Women who use permanent hair dye and chemical straighteners have a higher risk of developing breast cancer than those who don’t use the products, according to scientists at the National Institutes of Health.

The study was published Wednesday in the International Journal of Cancer. More than 46,000 women participated in the study.

“Researchers have been studying the possible link between hair dye and cancer for a long time, but results have been inconsistent,” said Dr. Alexandra White, head of the NIEHS Environment and Cancer Epidemiology Group, in a NIH press release. “In our study, we see a higher breast cancer risk associated with hair dye use, and the effect is stronger in African American women, particularly those who are frequent users.”

Women who regularly used permanent hair dye in the year prior to enrolling in the study were 9 percent more likely than women who didn’t use hair dye to develop breast cancer.

The NIH team says the association between cancer and the products was even more pronounced in African American women.

Among African American women, using permanent dyes every five to eight weeks or more was associated with a 60 percent increased risk of breast cancer as compared with an 8 percent increased risk for white women.

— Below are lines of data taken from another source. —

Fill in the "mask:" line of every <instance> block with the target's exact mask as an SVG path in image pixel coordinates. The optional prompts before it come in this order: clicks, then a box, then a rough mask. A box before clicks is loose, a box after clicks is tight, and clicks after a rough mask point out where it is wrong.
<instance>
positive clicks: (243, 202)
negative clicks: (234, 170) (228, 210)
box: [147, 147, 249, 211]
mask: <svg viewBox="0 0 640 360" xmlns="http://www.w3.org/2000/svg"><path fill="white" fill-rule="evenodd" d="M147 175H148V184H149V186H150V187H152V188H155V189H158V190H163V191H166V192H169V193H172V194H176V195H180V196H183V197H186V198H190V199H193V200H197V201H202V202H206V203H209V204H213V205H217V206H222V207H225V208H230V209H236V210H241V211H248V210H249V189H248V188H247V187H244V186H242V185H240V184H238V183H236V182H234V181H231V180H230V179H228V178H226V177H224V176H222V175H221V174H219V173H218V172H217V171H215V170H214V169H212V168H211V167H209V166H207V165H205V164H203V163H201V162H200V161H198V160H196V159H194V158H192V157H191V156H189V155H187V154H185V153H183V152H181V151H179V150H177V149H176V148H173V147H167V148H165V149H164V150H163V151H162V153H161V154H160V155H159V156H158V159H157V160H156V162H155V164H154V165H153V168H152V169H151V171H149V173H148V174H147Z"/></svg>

Women who used hair straighteners at least every five to eight weeks were about 30 percent more likely to develop breast cancer. While the association between straightener use and breast cancer was similar in African American and white women, straightener use was much more common among African American women, researchers say.

While the study did note a correlation between the two factors, it does not prove that the hair products cause cancer.

“We are exposed to many things that could potentially contribute to breast cancer, and it is unlikely that any single factor explains a woman’s risk. While it is too early to make a firm recommendation, avoiding these chemicals might be one more thing women can do to reduce their risk of breast cancer,” said Dr. White in the press release.

The research team found little to no increase in breast cancer risk for semi-permanent or temporary dye use, the NIH says.